Несмотря на тревожные слухи, население поселка продолжало расти: за счет казахов, вытесняемых из степей в колхозную цивилизацию, и за счет прочего бездомного народа, ищущего оседлости после пережитых бед, принесенных разорительной войной. Рукавишникову все это было только кстати: как с точки зрения дополнительных рабочих рук, так и по части школы: семилетка в селе могла открыться лишь при наличии не менее пятидесяти учеников и двух учителей: это тоже было условием властей. Рукавишников хотя и подмигивал своим колхозникам: «Сами в ученики запишемся все как один, и будет нам квота!», но прибытие новых семей приветствовал от души — особенно тех, которые с детьми.
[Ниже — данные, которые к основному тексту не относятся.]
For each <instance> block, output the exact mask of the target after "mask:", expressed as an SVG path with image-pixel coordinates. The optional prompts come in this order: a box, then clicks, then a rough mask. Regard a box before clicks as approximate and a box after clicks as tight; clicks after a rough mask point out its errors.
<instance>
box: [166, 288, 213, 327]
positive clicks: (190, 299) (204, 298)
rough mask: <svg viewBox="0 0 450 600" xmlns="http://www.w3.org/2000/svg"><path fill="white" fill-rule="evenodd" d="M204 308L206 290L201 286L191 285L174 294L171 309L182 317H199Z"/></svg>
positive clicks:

Соответственно, строилась не только школа, но и целая новая улица в поселке; строилась отчасти миром, как и Аугусту домик справлялся, а также и с помощью разрешенных строительных — так называемых «отхожих» — артелей по разнарядкам сверху: страну нужно было кормить, села должны были расти, Партия все это дело разглядела с высот своей мудрости и допустила до социалистического строительства шабашников, разрешила им жить и строить, и даже платить им деньги, но пригласила при этом официальную пропаганду всемерно клеймить их в качестве червивого элемента капитализма. «Длинным рублем» называла пропаганда их заработки; «халтурщиками» — их самих. Вот этот самый «червивый элемент» и отстраивал «Степное» для новых поселенцев — не очень качественно, но быстро. К новой школе, однако, «халтурщиков» не подпускали: за школу им никто платить не собирался: под это у властей фондов не было. Так что школу и дальше строили собственными, добровольными силами.
Странное дело: те послевоенные времена были куда трудней, бедней и жестче последующих — шестидесятых и семидесятых, но вспоминались впоследствии Аугустом с искренней ностальгией: столько у тогдашних людей было сопонимания, сочувствия и соучастия в жизни ближнего своего — напрямую, через протянутую руку, безо всяких там воровато-прохиндейских фондов развития и разного рода благотворительных обществ. Люди жили миром тогда, и утратили эту культуру общения со временем, с наступлением сытости и достатка.
Волна послевоенных пришельцев занесла в «Степное» учительницу географии Анастасию Трофимовну Кусако, похожую на злой вопросительный знак в узком черном пальто с поясом на том месте, где у женщин бывает талия, и в черных резиновых ботах. Она приехала вместе со своим мужем-строителем, которому после тюрьмы не разрешили селиться в больших городах. Муж Кусако примкнул к артели шабашников, и в погоне за «длинным рублем» появился в поселке с мешком инструментов на плече — строить дома.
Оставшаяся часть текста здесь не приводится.